Усилил внутри мягким рогом кибить.
Чтоб прочность и гибкость соединить.
Красиво и прочно, думал я, да.
И вспоминал моего врага.
С березы кору аккуратно снимал
С березы кору я водой пропитал.
Оклеил дугу я округ берестой.
Оклеил, чтоб шов был под тетивой.
Сказал, и луку кора нужна, да.
И вспоминал моего врага.
Сплетал я жильные нити шнуром,
Сплетал и скручивал их потом,
Плотнил жилы я и полировал,
Сквозь чурку в отверстие их пропускал.
Добра тетива, я подумал, да.
И вспоминал моего врага.
Острым ножом я планку строгал.
Острым ножом древко я вырезал.
Выемку сделал с глубоким дном,
Чтоб черешок вошел с винтом.
Ровное древко, был рад я, да.
И вспоминал моего врага.
За плату кузнец-харалуг помогал.
За плату я сам наконечник ковал.
Трехгранный острый блестит металл.
Напильником долго его изощрял.
Хвалил изумленный кузнец меня, да.
А я вспоминал моего врага.
Ради перьев добыл я орла.
Ради маховых, с края крыла.
Клеил к древку и нитью крепил.
Чтобы в стреле дух орлиный жил.
Попробовал, точная вышла, да.
И вспоминал моего врага.
Гадюку в степи по весне я добыл.
Гадюки я яд с зубов нацедил.
Высушивал яд и думал я,
Отведай змей сам, как жалит змея.
Язык твой змеиный, вот яд тебе, да.
Так я вспоминал моего врага.
До нового лета мой лук высыхал.
До лета силу вбирал, а я ждал.
Достал я свой лук из высохшей стружки.
Достал тетиву и надел за ушки.
Друзьям и врагам все лучшее, да.
Проведать пойду моего врага.
Напряг плечи я, тетиву выбирая.
Напряг плечи лук, себя выгибая.
Ударилась о браслет тетива.
Орлиная точно летит стрела…
До дому шел, думал, добрый лук, да.
И не вспоминал моего врага.
— О чем это они поют? — вопрошал в очередной раз Тит.
— Двое поссорились.
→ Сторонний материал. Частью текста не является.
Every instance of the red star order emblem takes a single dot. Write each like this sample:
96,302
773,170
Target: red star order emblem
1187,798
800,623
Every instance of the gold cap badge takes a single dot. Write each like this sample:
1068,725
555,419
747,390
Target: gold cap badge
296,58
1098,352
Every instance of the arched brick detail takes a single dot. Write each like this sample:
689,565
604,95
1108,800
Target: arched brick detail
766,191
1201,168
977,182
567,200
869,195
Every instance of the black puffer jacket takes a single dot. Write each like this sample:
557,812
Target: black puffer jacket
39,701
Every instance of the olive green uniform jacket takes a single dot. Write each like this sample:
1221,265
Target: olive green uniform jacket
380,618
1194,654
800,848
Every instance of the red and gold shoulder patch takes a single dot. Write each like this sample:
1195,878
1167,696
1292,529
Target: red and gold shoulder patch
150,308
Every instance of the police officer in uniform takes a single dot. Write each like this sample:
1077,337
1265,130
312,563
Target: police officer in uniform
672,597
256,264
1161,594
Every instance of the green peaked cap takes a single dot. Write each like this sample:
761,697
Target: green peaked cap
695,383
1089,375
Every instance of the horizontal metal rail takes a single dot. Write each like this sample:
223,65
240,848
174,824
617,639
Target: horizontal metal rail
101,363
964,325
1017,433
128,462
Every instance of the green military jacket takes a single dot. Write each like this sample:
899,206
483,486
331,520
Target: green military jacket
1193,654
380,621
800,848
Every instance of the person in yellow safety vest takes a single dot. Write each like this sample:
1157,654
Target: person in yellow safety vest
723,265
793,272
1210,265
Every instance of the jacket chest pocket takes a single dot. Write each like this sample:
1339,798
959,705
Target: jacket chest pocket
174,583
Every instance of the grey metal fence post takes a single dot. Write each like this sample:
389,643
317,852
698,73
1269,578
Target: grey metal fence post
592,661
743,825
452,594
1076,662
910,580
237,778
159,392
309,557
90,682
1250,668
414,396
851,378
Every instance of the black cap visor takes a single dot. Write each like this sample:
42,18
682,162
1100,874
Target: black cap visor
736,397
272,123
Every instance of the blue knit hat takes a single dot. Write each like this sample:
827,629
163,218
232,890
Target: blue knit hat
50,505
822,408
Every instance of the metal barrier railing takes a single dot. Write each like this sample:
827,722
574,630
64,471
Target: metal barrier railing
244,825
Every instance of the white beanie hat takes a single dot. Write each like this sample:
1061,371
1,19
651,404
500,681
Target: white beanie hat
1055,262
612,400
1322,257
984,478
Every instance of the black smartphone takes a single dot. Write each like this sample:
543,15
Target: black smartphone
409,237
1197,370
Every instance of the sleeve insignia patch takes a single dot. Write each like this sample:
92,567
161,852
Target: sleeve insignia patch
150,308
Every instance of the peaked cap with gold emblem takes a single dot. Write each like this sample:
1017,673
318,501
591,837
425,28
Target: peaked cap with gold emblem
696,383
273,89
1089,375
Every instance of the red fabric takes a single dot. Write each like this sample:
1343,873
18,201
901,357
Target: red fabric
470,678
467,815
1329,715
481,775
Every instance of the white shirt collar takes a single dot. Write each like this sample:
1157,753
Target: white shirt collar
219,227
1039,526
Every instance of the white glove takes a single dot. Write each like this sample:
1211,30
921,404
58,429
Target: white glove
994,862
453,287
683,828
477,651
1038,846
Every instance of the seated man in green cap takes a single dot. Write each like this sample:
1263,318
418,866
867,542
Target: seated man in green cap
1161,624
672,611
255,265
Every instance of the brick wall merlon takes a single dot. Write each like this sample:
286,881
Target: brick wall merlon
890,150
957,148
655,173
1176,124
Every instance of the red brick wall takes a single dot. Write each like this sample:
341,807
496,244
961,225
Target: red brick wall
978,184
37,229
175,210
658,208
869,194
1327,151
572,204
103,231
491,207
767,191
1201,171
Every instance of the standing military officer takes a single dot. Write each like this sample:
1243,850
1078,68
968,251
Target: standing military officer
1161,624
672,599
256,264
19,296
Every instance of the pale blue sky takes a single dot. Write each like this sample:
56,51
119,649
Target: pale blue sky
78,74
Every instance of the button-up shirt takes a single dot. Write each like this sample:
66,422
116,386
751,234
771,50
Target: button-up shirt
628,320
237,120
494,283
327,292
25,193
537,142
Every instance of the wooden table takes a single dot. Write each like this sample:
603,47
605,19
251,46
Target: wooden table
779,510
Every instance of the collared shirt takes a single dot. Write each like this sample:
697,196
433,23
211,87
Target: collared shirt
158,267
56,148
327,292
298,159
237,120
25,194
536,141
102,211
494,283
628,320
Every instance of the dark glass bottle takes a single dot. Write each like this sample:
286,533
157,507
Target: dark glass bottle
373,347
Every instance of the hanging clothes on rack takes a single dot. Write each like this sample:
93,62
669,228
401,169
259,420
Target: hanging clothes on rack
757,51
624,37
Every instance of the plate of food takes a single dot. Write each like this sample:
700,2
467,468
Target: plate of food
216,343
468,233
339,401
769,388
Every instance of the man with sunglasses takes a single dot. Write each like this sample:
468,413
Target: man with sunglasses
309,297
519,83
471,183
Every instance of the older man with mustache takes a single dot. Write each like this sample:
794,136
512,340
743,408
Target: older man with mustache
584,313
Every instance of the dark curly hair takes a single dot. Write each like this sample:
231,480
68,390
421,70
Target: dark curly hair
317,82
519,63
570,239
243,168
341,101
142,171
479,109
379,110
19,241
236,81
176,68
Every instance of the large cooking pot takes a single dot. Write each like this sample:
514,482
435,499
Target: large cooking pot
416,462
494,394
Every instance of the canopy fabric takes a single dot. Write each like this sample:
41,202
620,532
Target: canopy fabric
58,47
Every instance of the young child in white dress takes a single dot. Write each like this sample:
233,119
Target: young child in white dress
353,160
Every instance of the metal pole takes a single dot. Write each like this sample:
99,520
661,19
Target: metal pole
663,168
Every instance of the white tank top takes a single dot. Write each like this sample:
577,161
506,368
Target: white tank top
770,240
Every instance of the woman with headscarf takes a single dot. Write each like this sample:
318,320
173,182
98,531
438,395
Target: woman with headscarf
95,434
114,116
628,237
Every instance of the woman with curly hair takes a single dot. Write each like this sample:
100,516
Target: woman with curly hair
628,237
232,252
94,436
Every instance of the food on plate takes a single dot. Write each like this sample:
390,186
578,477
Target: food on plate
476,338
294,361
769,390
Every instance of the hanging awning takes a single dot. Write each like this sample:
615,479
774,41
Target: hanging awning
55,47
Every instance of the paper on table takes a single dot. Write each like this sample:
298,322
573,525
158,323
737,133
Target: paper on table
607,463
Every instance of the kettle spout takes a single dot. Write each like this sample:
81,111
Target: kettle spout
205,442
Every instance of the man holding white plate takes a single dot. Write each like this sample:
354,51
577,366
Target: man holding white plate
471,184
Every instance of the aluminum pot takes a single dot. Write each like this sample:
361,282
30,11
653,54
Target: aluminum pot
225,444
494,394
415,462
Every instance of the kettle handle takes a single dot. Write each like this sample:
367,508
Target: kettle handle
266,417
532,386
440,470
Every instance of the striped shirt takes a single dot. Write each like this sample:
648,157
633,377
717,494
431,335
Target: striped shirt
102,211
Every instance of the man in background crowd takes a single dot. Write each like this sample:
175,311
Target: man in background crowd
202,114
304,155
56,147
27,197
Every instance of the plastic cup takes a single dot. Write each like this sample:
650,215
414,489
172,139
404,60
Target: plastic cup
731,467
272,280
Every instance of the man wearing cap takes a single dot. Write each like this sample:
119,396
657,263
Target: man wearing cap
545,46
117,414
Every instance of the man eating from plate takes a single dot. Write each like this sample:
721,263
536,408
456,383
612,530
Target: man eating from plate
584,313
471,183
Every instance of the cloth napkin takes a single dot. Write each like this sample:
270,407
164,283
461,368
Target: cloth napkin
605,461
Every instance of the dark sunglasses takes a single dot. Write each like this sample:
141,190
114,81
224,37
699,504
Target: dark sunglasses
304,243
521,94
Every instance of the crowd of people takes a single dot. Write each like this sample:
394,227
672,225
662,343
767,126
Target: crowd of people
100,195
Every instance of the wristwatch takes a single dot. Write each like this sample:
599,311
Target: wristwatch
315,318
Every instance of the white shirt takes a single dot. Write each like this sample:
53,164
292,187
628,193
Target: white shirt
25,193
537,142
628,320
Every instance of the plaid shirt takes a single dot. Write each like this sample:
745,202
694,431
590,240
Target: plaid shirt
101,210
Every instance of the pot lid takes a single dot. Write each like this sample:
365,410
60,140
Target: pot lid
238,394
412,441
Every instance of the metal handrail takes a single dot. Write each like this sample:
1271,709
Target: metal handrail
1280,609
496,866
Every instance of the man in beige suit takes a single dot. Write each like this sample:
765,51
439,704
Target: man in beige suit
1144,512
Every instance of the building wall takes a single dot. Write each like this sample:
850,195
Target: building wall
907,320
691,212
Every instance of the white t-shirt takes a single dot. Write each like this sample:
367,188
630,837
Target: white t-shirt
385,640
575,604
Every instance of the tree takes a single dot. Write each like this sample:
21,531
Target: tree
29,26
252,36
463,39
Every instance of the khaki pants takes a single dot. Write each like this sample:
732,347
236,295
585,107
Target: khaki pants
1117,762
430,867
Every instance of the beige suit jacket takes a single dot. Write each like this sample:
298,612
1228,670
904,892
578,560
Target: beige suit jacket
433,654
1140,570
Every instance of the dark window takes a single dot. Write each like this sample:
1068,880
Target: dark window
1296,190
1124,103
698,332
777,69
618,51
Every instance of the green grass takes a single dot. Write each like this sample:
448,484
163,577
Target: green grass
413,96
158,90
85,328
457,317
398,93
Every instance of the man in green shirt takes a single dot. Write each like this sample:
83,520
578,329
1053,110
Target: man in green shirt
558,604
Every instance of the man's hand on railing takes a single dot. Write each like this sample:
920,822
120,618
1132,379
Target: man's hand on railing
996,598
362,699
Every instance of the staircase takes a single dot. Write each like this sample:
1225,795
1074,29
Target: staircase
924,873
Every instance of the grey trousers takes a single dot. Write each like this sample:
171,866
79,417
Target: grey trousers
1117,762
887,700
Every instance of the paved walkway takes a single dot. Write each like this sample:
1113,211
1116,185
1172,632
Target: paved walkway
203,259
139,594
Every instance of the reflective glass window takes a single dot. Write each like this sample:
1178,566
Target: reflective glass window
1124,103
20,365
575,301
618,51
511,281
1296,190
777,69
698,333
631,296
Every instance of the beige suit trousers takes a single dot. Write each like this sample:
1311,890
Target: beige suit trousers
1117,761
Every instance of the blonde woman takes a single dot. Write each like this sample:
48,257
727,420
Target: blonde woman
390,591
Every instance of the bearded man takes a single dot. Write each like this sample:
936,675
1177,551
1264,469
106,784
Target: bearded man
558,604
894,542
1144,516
Один другого из лука застрелил, — меланхолично отвечал Улеб.
— Да ничего. Застрелил, и все.
— Ага.
Тит замолк. По глазам его было видно, он подозревает, что многое от него утаили. В конце концов он нашел способ себя развлекать. Стоило муголам сделать краткий перерыв в пении, как Тит сам запевал, хоть и неблагозвучно, но громко и с душой. Муголы старания Тита разнообразить репертуар оценили, и когда Тит начинал горланить, замолкали.
— О чем он поет? — спрашивали стражи Юлхуша.
— Двое купцов плыли на корабле. Чуть не потопли, — переводил Юлхуш. — Но Аллах внял их молитвам и спас.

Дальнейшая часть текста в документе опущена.